Percakapan Bayi dengan Tuhan
(Sebuah Imajinasi)

(Senyum Sejenak)
imstp_emo_en2om_logo

Suatu pagi seorang bayi siap untuk dilahirkan ke dunia.  Dia bertanya kepada Tuhan.

Bayi    :  “Para malaikat di sini mengatakan bahwa besok Engkau akan mengirimku ke dunia, tetapi bagaimana cara saya hidup di sana? Saya begitu kecil dan lemah”

Tuhan    :  “Aku sudah memilih satu malaikat untukmu. Ia akan menjaga dan mengasihimu”

Bayi     :   “Tapi di sini di  dalam surga  apa yang pernah  kulakukan hanyalah bernyanyi dan tertawa.  Ini sudah cukup bagi saya”

Tuhan    :   “Malaikatmu akan menyanyi dan tersenyum untukmu setiap hari dan kamu akan merasakan kehangatan cintanya dan menjadi lebih berbahagia sudah memilih satu malaikat untukmu.  Ia akan menjaga dan mengasihimu”

Bayi    :   “Dan bagaimana saya bisa mengerti saat orang-orang berbicara kepadaku jika saya tidak mengerti bahasa mereka?”

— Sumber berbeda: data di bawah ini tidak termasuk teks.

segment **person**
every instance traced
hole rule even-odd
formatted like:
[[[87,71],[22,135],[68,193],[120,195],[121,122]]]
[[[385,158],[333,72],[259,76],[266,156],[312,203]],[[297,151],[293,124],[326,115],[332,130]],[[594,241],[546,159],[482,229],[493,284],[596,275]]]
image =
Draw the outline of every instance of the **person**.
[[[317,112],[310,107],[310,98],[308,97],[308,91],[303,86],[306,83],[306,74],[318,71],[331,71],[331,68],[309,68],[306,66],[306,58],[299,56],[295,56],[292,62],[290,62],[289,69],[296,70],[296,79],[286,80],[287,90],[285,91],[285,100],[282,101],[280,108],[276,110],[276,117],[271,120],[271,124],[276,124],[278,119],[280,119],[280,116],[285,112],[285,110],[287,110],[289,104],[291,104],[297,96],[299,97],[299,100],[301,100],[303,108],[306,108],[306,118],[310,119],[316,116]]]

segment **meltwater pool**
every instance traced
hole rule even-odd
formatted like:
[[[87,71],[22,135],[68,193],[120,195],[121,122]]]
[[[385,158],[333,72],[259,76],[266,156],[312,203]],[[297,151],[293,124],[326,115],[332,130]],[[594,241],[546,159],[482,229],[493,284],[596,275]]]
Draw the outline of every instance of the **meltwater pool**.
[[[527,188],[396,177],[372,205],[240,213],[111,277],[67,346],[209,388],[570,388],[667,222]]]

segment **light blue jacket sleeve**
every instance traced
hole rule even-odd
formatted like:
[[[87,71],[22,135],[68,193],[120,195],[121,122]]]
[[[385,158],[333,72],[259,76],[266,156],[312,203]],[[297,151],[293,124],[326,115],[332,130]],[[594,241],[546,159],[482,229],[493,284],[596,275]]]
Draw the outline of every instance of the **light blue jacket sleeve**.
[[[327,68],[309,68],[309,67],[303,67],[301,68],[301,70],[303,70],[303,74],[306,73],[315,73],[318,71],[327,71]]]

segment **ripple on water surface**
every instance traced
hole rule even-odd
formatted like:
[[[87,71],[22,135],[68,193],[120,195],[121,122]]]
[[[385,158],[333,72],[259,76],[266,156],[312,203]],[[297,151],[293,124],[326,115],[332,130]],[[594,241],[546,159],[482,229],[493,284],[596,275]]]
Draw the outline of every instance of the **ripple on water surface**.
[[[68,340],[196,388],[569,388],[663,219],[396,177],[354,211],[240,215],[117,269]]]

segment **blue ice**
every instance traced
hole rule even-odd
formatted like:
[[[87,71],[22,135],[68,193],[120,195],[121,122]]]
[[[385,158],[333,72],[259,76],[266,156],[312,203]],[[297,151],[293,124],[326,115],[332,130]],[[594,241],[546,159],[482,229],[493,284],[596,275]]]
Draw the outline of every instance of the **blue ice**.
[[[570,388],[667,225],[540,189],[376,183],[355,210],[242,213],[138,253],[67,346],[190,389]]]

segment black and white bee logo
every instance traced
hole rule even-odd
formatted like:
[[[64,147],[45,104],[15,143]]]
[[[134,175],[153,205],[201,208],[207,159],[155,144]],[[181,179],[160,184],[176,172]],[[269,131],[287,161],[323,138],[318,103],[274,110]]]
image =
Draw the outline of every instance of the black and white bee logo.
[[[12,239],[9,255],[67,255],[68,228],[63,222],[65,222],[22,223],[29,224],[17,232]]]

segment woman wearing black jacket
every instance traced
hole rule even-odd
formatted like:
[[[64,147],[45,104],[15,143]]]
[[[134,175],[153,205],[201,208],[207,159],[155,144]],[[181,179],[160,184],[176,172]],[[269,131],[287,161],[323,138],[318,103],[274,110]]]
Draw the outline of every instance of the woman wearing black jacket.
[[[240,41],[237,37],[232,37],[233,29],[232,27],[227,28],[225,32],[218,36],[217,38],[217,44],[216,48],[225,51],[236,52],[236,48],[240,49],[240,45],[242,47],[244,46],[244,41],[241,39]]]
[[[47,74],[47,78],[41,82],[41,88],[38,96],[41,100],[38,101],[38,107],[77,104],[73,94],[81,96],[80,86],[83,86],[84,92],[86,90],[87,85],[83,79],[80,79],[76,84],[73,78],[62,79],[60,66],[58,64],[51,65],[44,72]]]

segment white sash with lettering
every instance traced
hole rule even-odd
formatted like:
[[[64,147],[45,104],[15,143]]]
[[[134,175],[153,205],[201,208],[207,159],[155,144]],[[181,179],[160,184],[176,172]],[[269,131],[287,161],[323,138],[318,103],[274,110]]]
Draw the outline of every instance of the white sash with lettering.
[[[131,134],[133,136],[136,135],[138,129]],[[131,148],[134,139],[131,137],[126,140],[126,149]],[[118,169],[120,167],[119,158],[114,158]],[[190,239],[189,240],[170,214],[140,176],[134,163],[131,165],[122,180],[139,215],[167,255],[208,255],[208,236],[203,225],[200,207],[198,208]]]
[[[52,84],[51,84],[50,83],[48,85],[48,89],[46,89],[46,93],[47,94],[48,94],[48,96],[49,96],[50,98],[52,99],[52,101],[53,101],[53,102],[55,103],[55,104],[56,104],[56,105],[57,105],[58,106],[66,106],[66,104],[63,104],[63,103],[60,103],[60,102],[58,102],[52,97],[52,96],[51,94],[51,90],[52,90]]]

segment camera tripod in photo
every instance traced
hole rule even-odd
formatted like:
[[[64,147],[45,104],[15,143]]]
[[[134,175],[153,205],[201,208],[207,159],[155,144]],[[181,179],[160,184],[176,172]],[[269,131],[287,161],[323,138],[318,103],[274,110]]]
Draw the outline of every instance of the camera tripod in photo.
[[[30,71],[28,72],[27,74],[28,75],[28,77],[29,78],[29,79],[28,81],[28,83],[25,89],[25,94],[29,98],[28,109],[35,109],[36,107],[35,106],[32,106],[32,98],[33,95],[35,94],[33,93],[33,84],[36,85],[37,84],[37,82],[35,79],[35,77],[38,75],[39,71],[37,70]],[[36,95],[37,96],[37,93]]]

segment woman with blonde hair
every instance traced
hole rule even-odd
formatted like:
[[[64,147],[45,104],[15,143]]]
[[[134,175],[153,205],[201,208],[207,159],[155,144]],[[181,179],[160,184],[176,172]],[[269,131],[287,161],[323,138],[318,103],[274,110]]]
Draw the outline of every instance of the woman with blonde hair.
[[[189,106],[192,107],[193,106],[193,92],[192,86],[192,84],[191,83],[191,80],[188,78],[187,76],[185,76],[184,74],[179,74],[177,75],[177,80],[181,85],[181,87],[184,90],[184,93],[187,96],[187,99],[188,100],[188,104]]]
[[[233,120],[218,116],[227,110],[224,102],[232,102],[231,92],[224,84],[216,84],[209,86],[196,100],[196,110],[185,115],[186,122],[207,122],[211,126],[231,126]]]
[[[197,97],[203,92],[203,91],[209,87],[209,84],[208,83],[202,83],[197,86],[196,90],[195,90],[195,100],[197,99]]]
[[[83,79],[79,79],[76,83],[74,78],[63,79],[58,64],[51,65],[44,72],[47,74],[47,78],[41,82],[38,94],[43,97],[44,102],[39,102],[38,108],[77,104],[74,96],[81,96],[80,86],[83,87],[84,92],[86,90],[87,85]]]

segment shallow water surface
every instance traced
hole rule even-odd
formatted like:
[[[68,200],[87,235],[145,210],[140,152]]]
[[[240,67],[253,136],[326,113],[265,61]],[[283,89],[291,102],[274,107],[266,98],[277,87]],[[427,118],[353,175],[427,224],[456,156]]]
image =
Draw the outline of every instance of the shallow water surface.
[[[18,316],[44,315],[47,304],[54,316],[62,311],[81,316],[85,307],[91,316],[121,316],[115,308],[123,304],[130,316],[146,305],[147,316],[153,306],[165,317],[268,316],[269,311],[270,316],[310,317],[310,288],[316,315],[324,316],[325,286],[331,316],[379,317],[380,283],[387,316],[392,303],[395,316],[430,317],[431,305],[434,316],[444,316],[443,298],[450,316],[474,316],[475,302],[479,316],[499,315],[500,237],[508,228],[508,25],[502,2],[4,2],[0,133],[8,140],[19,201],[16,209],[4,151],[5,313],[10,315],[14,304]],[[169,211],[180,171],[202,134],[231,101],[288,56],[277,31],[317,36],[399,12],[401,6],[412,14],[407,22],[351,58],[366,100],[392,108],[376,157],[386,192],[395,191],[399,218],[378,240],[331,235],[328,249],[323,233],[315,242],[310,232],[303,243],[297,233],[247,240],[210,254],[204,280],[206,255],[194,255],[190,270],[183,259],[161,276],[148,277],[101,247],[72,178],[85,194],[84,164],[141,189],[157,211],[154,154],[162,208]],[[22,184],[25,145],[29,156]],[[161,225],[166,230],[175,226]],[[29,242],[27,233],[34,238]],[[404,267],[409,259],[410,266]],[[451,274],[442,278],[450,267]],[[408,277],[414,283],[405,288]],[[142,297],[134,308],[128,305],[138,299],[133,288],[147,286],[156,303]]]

Tuhan    :  “Malaikatmu  akan  berbicara  kepadamu  dengan bahasa paling indah yang pernah engkau dengar dan dengan penuh kesabaran dan perhatian dia akan mengajarkanmu bagaimana cara berbicara”

Bayi     :   “Apa yang akan saya lakukan saat saya ingin berbicara kepadaMu?”

Tuhan    :   “Malaikatmu akan mengajarkanmu bagaimana cara berdo’a”

Bayi     :  “Saya dengar bahwa di bumi  banyak orang yang jahat, siapakah nanti yang akan melindungi saya?”

Tuhan    :  “Malaikatmu  akan  melindungimu walaupun hal itu akan mengancam jiwanya”

Bayi       :   “Tapi saya pasti akan sedih karena tidak melihatMu lagi”

Tuhan    :   “Malaikatmu   akan   menceritakan   kepadamu  tentangKu dan akan mengajarkan bagaimana agar kamu bisa kembali kepadaKu walaupun sesungguhnya Aku akan selalu berada di sisimu”

Saat itu surga begitu tenangnya sehingga suara dari Bumi dapat terdengar dan sang bayipun bertanya perlahan.

Bayi   :  “Tuhan,  jika  saya harus pergi sekarang,  bisakah Engkau memberitahuku nama malaikat tersebut?”

Tuhan    :  “Kamu akan memanggil malaikatmu, Ibu

Menjadi ibu adalah sebuah anugerah agar tetap hadir dengan semangat seperti malaikat.  Menjadi malaikat tidak tidak harus bersayap dan rupawan, sebab setiap ibu selalu hadi dengan ‘sayap’ kasih sayang dan rupawan dalam hidupnya.